The manual is not maintained in this repository, but rather in https://github.com/ocaml/ocaml/
The description is correct: a branch of a pattern matching is a sequence of a pattern and an optional when
guards. In your first case 0 | 1 -> ..
the pattern is 0 | 1
. Indeed, patterns include or-pattern (for instance let f ([ ([]| _ :: _)] | _ :: _ | []) = ()
is a valid function). In other words, or-patterns are first class patterns, whereas when
guards are not (because they make patterns matching less static and thus less optimisable).
In your first case 0 | 1 -> .. the pattern is 0 | 1.
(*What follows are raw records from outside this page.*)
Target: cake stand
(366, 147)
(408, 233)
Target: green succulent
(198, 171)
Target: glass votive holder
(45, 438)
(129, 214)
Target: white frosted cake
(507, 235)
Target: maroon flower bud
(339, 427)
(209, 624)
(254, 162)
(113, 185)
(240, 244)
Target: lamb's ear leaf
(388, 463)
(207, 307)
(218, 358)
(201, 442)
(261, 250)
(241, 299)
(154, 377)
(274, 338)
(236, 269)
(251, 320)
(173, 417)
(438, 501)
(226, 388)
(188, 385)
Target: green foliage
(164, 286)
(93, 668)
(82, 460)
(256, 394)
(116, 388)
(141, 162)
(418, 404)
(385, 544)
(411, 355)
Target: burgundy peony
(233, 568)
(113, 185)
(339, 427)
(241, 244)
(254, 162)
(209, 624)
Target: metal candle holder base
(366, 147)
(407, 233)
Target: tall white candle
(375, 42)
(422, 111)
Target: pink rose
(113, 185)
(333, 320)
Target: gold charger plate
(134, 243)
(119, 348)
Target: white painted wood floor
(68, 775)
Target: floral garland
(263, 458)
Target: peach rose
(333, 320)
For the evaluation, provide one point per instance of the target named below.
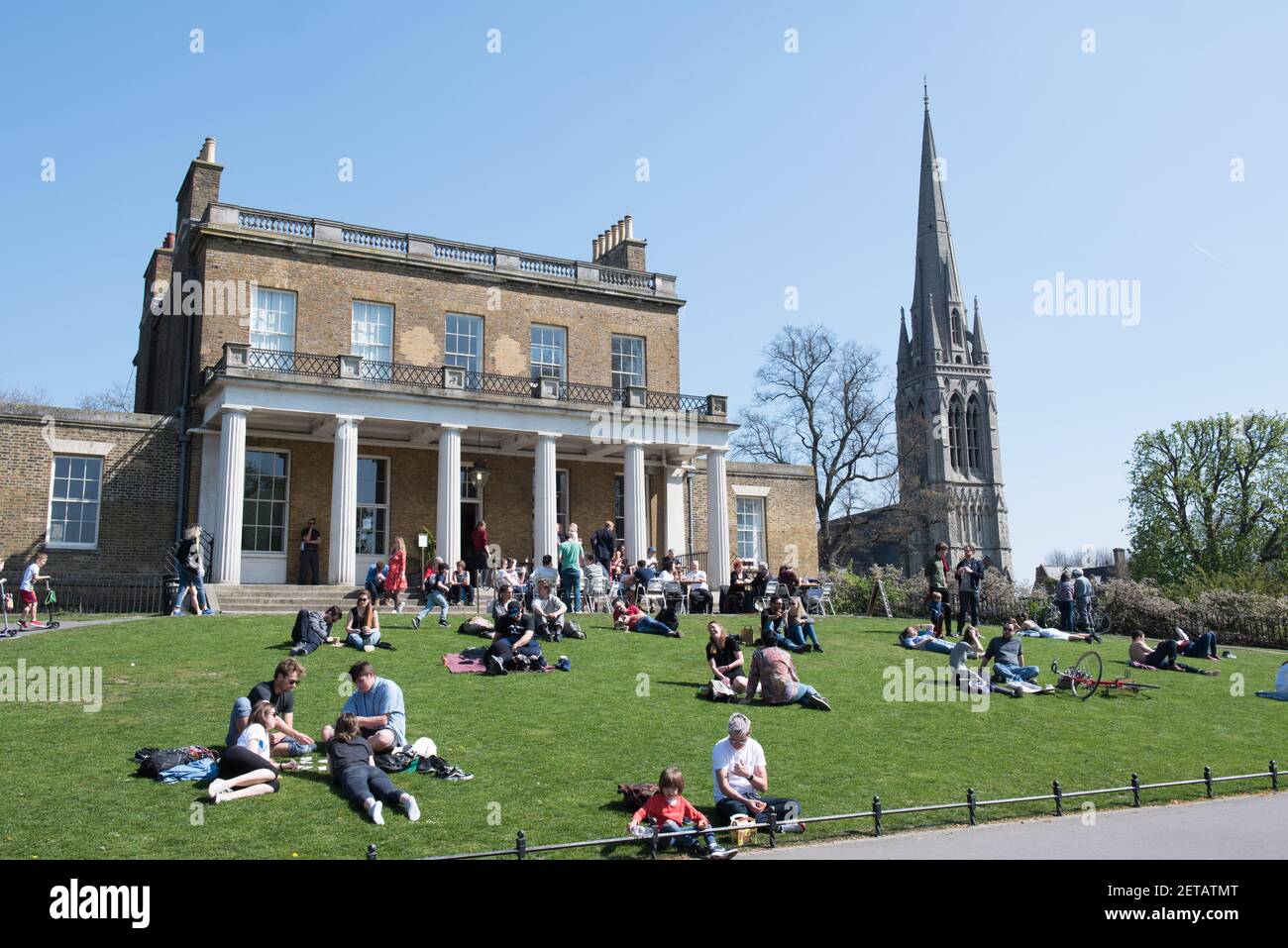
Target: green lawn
(549, 750)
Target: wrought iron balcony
(245, 360)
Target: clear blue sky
(767, 170)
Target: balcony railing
(245, 359)
(468, 257)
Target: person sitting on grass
(741, 777)
(313, 629)
(632, 620)
(773, 672)
(362, 630)
(1006, 652)
(799, 626)
(377, 704)
(1140, 656)
(1029, 629)
(284, 740)
(724, 656)
(246, 768)
(513, 647)
(923, 638)
(353, 769)
(671, 813)
(1202, 647)
(1280, 691)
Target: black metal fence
(877, 813)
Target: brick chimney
(617, 247)
(200, 187)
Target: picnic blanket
(471, 662)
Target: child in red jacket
(673, 813)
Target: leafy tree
(1210, 497)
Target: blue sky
(767, 170)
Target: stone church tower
(947, 407)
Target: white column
(449, 524)
(635, 504)
(545, 531)
(675, 511)
(343, 562)
(232, 489)
(717, 518)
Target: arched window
(973, 434)
(957, 433)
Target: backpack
(153, 762)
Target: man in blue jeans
(438, 583)
(1006, 652)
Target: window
(956, 434)
(619, 506)
(464, 346)
(373, 337)
(562, 511)
(271, 322)
(73, 501)
(751, 528)
(973, 434)
(265, 506)
(373, 506)
(627, 363)
(550, 352)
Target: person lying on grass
(1140, 656)
(773, 672)
(632, 620)
(1006, 652)
(513, 647)
(923, 638)
(246, 768)
(286, 741)
(673, 813)
(1202, 647)
(724, 656)
(353, 769)
(377, 704)
(1030, 629)
(741, 779)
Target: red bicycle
(1083, 679)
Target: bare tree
(819, 403)
(112, 398)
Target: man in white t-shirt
(741, 777)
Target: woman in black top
(355, 769)
(724, 656)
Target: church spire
(936, 264)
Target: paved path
(1241, 827)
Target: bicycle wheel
(1087, 672)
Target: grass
(549, 750)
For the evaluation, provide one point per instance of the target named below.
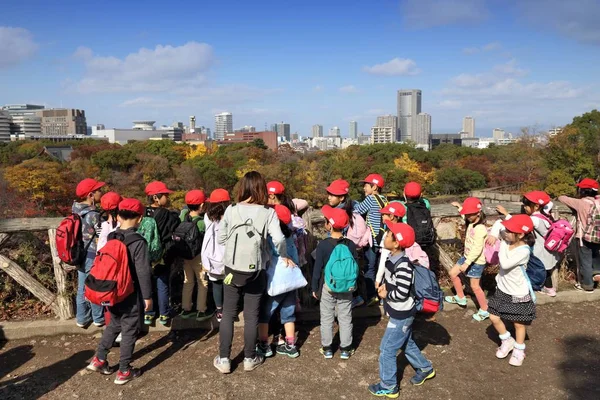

Aha, thanks, you're right, I didn't notice that patterns might contain |
https://ocaml.org/manual/patterns.html#pattern
because they make patterns matching less static and thus less optimisable
I don't understand why. For example, we can always convert this
match x with
| p1 when cond1
| p2 when cond2 -> expr1
| p3 -> expr2
into
let case_num = match x with
| p1 when cond1 -> 1
| p2 when cond2 -> 2
| p3 -> 3
in
match case_num with
| 1 | 2 -> expr1
| 3 -> expr2
And what happens with nested when guards:
| (A (x,y,_) when f y) | (A (y,x,_) when f y) when g x -> y
How many times should g
be called?
Similarly, what it is supposed to happen when an inner when
guard mutates the beginning of a pattern:
type ab = A |B
type t = { x:ab; y:ab; z:ab }
let x = ref (A, A, A)
let f x = match x with
| { x = A;
y = ( A when x.x <- B; x.y <- B; false | B when x.y <- A; false | A when x.z <- B; false | A );
z = B
} -> ...
But even without those difficulties, exploding all or-pattern leads to a combinatoric explosion and inefficient pattern matching.
Consider:
type t = A of t | B of t | C of t | D of t | E
let f = function
| (A _ | B _ | C _ | D _ ),
(A (A _ | B _ | C _ | D _ )
| B (A _ | B _ | C _ | D _ )
| C (A _ | B _ | C _ | D _ ) |
D (A _ | B _ | C _ | D _ ) ) -> 0
| A _, (A (A _ | B _ | C _ | D _ ) | B _ | C _ | D _ | E) -> 1
| _ -> 2
Exploding all the or-patterns lead to 72 cases, whereas the actual compiled lambda code for the pattern:
(let
(f/87 =
(function param/89 : int
(catch
(let (*match*/92 =a (field 0 param/89))
(catch
(if (isint *match*/92) (exit 1)
(let (*match*/101 =a (field 1 param/89))
(catch
(switch* *match*/101
case int 0: (exit 2)
case tag 0:
(if (isint (field 0 *match*/101)) (exit 1) (exit 4))
case tag 1:
(if (isint (field 0 *match*/101)) (exit 2) (exit 4))
case tag 2:
(if (isint (field 0 *match*/101)) (exit 2) (exit 4))
case tag 3:
(if (isint (field 0 *match*/101)) (exit 2) (exit 4)))
with (4) 0)))
with (2) (switch *match*/92 case tag 0: 1
default: (exit 1))))
with (1) 2)))
requires at most 6 nested tests. Similarly when
patterns inhibits optimization because they forbids to move around rows of the pattern matrix and make it impossible to share information between submatrix (because a function call could have rendered invalid of this information).
And what happens with nested when guards:
We can just forbid nested when
guards. They don't seem useful.
I'm not proposing to extend pattern
with when
. I'm proposing to make -> expr
optional in pattern-matching
for all cases except the last one https://ocaml.org/manual/expr.html#pattern-matching
So it will look like this:
pattern-matching ::= [`|`] pattern [`when` expr] `->` expr
| [`|`] pattern [`when` expr] [`->` expr] { `|` pattern [`when` expr] [`->` expr] } `|` pattern [`when` expr] `->` expr
But even without those difficulties, exploding all or-pattern leads to a combinatoric explosion and inefficient pattern matching.
We don't need to explode all of them, only top-level ones, in your example there're only 3 of them.